We sacrifice the basin.
It was a hard answer, but it was the correct one. Revas nodded. He respected that.
The Longest Hour
By midnight, the river was one palm below spillover. The rain softened but did not stop. Water pressed at the lower ground, and the clay wall held—barely. Lufias stood at the bank, calculating silently. Water does not negotiate; it takes the lowest path, and their island was low.
He felt fear then. Not of dying, but of the reset. Weeks of labor, structure, and order were fragile.
Before dawn, the rain weakened from sheets to a steady fall, and then to a mist. The river stopped rising. Then it lowered by a finger-width. No one spoke; they waited. When it dropped further, only then did shoulders ease slightly.
Aftermath
Morning revealed the scars. The north wall base had softened and cracked in three places. The west wall was eroded along the seam, and the southern slope required permanent stone reinforcement. Two crop rows were gone.
The basin tarp sagged with pooled rainwater. They drained it carefully, removed the contaminated sand entirely, replaced the charcoal, and re-layered the gravel. They cycled the water twice and boiled it.
Aeris tasted it first. She closed her eyes and then nodded. Safe. For now.
POV: Nera — Evening
The island looked smaller after the rain. Lower. Exposed. She stood near the cooking pit and watched the steam rise again. This time, it rose straight.

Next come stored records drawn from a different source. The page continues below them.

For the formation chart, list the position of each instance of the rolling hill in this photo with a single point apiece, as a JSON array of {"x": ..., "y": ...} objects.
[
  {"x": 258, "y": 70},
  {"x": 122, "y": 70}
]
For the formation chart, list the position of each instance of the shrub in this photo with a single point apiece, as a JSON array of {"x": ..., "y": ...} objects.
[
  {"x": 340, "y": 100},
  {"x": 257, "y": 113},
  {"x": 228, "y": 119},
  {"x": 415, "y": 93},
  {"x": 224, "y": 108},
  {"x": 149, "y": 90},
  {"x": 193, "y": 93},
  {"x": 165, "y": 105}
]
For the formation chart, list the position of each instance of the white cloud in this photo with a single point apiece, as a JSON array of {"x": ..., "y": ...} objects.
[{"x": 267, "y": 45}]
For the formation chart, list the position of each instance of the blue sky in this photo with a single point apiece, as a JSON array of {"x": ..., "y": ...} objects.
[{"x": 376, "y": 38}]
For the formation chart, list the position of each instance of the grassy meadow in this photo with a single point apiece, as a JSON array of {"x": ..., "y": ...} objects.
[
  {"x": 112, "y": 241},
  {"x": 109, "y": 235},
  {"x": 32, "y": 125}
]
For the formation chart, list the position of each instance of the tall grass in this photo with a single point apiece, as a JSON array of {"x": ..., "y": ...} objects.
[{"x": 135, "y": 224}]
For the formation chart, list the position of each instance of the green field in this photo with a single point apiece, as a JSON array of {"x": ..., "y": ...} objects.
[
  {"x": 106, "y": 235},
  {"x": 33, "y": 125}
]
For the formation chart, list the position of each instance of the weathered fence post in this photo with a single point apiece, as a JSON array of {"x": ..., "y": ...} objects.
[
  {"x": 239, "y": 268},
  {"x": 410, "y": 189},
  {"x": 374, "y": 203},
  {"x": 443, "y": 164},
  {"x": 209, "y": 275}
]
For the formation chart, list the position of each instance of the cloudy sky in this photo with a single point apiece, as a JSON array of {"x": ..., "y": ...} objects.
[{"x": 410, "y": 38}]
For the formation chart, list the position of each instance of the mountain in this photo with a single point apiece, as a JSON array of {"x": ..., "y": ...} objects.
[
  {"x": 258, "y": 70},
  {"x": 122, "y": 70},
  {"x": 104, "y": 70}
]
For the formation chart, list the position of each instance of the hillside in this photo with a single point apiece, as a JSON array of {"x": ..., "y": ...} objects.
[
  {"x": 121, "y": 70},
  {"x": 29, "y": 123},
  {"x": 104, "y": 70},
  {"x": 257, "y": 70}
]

She exhaled. They almost lost it. Not to zombies, or to Watchers, but to water. She realized then that she was not afraid of the dead anymore; she was afraid of losing ground. And ground, here, was life.
Lufias — Alone
At dusk, he returned to the river. Debris still drifted past. Far downstream, another body caught briefly on a rock before breaking free again. Upstream was worse than they knew.
Rain would come again. And next time, the river might not stop at the edge.
He looked at the clay wall. Tomorrow: stone base foundation, permanent drainage trenches, and a raised wooden walkway above the flood line. He would reinforce the southern barrier with packed earth and rock. It was not optional; it was necessary.